1754-11-07, de Voltaire [François Marie Arouet] à Charles Augustin Feriol, comte d'Argental.

Je reçois deux lettres aujourduy mon cher et respectable ami par les quelles on me mande qu'on imprime la pucelle, que Tiriot en a vu des feuilles, qu'elle va paraître; on écrit la même chose à madame Denis.
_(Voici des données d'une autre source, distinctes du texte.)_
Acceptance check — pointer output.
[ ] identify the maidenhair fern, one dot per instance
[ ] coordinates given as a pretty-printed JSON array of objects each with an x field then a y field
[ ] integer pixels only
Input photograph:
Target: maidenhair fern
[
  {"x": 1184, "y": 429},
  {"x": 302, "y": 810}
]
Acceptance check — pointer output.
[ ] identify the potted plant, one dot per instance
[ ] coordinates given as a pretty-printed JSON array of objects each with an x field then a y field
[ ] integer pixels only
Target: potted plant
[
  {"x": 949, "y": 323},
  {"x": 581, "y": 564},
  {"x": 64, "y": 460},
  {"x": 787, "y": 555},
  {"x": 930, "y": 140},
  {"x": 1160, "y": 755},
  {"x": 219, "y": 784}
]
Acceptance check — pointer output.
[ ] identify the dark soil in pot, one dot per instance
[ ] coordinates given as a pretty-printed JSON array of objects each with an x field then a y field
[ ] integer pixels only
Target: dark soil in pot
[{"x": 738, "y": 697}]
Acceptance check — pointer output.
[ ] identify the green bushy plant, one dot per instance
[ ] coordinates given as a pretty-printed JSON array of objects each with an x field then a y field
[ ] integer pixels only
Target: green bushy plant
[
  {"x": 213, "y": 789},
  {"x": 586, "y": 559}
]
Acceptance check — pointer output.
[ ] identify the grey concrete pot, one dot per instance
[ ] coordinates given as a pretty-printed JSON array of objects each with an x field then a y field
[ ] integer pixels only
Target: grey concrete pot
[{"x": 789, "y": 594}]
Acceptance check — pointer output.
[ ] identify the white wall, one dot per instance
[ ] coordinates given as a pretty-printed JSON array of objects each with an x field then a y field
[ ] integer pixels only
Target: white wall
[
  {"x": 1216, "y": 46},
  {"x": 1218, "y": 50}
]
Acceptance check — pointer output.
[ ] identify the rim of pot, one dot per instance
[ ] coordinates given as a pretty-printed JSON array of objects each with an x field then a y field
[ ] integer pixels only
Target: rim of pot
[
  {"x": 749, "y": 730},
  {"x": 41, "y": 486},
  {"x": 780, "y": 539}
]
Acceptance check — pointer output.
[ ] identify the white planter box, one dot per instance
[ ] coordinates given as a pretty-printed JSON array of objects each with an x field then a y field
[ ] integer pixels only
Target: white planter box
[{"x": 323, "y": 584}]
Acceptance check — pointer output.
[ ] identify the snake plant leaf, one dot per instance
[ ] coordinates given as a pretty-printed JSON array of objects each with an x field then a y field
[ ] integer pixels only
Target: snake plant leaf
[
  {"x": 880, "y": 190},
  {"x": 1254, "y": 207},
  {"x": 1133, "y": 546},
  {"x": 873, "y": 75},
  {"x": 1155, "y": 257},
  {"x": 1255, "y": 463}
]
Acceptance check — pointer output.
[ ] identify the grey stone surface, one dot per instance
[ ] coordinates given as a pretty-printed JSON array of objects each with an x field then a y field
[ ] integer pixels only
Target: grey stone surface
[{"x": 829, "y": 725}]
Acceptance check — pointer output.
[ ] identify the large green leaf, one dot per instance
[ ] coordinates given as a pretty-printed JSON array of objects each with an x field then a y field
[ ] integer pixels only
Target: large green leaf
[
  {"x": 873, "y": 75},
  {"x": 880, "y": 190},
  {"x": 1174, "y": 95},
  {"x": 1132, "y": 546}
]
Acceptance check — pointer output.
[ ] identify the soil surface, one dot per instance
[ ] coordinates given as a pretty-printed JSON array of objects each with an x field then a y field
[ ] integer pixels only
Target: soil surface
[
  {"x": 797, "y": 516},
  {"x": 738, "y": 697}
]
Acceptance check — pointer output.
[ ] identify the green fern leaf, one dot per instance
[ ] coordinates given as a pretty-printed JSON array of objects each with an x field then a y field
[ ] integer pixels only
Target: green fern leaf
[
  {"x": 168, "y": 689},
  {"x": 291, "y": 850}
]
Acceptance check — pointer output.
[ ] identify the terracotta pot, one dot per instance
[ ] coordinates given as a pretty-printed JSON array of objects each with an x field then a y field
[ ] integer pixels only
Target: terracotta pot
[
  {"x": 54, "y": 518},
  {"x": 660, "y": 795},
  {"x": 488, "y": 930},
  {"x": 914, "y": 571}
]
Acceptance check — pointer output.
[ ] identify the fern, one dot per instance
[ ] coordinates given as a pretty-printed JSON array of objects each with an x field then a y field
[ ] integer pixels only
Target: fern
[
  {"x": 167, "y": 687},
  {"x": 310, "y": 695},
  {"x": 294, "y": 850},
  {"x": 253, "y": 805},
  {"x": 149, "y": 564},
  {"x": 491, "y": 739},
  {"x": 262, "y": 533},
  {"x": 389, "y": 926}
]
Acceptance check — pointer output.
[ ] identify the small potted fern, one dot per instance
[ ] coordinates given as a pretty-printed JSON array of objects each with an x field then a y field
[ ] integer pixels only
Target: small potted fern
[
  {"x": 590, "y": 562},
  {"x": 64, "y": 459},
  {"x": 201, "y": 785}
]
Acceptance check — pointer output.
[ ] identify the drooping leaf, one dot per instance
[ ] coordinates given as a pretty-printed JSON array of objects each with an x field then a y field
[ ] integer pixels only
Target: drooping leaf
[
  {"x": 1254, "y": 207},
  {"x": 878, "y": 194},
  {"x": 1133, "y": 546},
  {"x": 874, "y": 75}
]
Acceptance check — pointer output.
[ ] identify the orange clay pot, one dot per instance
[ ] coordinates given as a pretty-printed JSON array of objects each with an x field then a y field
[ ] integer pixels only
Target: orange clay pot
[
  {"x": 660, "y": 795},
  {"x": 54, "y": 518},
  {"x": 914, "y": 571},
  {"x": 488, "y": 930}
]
Fréron semble avoir annoncé cette édition. Un nommé Chevrier en parle. Mr Paquier l'a lüe tout entière en manuscrit, chez un homme de considération avec le quel il est lié par son goust pour les tableaux. Ce qu'il y a d'affreux, c'est qu'on dit que le chant de l'âne s'imprime tel que vous l'avez vu d'abord, et non tel que je l'ay corrigé depuis. Je vous jure par ma tendre amitié pour vous, que vous seul avez eu ce malheureux chant. Madame Denis a la copie corrigée. Auriez vous eu quelque domestique infidèle? Je ne le crois pas, vos bontez, votre amitié, votre prudence sont à l'abri d'un pareil larcin, et vos papiers sont sous la clef! Le roy de Prusse n'a jamais eu ce maudit chant de l'âne de la première fournée. Tout cela me fait croire qu'il n'a point transpiré, et qu'on n'en parle qu'au hazard. Mais si ce chant trop dangereux n'est pas dans les mains des éditeurs il y a trop d'apparence que le reste y est. Les nouvelles en viennent de trop d'endroits différents pour n'être pas allarmé. Je vous conjure mon cher ange de parler ou de faire parler à Tiriot. Lambert est au fait de la librairie et peut vous instruire. Ayez la bonté de ne me pas laisser attendre un coup après le quel il n'y aurait plus de ressource, et qu'il faut prévenir sans délay. Je reconnais bien là ma destinée, mais elle ne sera pas tout à fait malheureuse si vous me conservez une amitié à la quelle je suis mille fois plus sensible qu'à mes infortunes. Je vous embrasse bien tendrement, madame Denis en fait tout autant. Nous attendons de vos nouvelles avant de prendre un party.